Wave propagation in one-dimensional waveguides with slowly varying random spatially correlated variability

Abstract

This paper investigates structural wave propagation in waveguides with randomly varying material and geometrical properties along the axis of propagation. More specifically, it is assumed that the properties vary slowly enough such that there is no or negligible backscattering due to any changes in the propagation medium. This variability plays a significant role in the so called mid-frequency region for dynamics and vibration, but wave-based methods are typically only applicable to homogeneous and uniform waveguides. The WKB approximation is used to find a suitable generalization of the wave solutions for finite waveguides undergoing longitudinal and flexural motion. An alternative wave formulation approximation with piecewise constant properties is also derived and included, so that the internal reflections are taken into account, but this requires a discretization of the waveguide.

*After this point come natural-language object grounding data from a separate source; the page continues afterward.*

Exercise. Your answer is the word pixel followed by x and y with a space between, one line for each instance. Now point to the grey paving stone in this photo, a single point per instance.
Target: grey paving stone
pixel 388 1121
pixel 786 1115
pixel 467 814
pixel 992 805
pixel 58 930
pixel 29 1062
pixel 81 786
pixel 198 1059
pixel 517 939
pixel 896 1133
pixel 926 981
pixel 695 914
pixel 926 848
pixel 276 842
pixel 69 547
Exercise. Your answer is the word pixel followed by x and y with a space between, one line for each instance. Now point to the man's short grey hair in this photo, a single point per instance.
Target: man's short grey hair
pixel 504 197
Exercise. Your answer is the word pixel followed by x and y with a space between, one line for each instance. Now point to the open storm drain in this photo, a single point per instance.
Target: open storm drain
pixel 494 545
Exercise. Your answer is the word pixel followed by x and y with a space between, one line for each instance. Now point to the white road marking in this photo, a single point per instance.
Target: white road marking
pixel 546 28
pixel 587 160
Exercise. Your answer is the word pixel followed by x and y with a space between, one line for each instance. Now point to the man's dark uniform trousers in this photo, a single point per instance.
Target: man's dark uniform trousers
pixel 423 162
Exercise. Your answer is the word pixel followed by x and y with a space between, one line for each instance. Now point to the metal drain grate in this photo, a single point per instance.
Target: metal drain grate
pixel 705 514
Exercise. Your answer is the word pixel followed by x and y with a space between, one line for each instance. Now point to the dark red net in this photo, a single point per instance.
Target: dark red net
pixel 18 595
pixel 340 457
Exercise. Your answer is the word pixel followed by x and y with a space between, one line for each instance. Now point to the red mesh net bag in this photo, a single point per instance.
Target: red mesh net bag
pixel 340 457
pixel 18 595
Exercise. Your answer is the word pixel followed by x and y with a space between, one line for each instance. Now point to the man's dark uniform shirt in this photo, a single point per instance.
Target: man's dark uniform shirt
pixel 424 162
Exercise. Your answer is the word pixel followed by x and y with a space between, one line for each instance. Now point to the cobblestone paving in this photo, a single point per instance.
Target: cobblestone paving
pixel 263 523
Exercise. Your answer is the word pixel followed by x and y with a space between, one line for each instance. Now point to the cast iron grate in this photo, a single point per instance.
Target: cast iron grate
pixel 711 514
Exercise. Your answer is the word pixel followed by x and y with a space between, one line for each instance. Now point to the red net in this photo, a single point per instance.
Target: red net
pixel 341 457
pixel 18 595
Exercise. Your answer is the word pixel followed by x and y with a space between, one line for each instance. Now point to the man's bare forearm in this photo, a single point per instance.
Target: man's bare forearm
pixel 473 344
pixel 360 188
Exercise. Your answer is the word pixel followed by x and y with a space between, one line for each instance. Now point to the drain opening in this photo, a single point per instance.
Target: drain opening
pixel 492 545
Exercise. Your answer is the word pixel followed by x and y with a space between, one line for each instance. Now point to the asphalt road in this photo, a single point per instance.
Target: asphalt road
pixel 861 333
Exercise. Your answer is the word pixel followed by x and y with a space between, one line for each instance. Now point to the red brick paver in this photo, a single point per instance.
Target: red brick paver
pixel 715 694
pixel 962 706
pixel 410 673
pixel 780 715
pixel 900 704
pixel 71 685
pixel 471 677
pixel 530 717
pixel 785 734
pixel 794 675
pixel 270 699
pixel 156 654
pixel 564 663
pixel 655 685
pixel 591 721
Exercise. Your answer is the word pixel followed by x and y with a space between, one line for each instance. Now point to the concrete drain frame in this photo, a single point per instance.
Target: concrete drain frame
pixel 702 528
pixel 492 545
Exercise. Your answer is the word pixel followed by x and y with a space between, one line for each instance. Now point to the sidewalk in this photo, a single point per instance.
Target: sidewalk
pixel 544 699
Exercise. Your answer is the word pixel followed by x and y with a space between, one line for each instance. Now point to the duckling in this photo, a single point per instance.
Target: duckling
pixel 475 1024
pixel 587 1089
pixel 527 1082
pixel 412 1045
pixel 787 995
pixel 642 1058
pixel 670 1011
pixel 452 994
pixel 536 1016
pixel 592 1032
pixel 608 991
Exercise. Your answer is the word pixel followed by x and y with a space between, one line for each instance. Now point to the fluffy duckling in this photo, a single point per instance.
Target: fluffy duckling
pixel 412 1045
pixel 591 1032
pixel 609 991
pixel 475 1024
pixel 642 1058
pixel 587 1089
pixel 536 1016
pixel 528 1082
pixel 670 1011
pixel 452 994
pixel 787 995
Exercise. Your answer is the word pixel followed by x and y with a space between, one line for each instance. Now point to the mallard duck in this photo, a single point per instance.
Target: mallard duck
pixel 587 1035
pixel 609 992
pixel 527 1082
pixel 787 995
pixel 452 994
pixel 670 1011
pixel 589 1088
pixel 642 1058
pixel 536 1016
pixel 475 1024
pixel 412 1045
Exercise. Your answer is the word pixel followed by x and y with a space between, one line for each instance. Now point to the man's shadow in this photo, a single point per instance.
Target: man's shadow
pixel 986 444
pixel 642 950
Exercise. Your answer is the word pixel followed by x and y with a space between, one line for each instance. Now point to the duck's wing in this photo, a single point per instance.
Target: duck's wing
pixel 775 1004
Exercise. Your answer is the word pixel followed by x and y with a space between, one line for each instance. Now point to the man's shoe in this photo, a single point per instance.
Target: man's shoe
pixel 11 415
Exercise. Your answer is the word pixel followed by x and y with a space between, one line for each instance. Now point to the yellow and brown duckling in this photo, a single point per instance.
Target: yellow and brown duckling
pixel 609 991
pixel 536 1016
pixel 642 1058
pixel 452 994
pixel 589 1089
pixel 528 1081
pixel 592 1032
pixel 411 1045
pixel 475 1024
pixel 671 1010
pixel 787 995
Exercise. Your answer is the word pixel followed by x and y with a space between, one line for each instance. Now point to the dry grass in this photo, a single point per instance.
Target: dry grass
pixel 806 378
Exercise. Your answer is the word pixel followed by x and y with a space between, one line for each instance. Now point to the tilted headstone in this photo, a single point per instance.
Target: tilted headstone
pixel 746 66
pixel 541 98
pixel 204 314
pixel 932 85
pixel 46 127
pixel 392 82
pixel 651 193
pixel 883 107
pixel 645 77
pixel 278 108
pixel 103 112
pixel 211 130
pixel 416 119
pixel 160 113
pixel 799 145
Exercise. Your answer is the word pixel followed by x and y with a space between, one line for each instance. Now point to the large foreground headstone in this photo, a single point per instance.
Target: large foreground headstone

Moreover, a Fourier like series, the Karhunen–Loeve expansion, is used to represent homogeneous and spatially correlated randomness and subsequently the wave propagation approach allows the statistics of the natural frequencies and the forced response to be derived. Experimental validation is presented using a cantilever beam whose mass per unit length is randomized by adding small discrete masses to an otherwise uniform beam. It is shown how the correlation length of the random material properties affects the natural frequency statistics and comparison with the predictions using the WKB approach is given.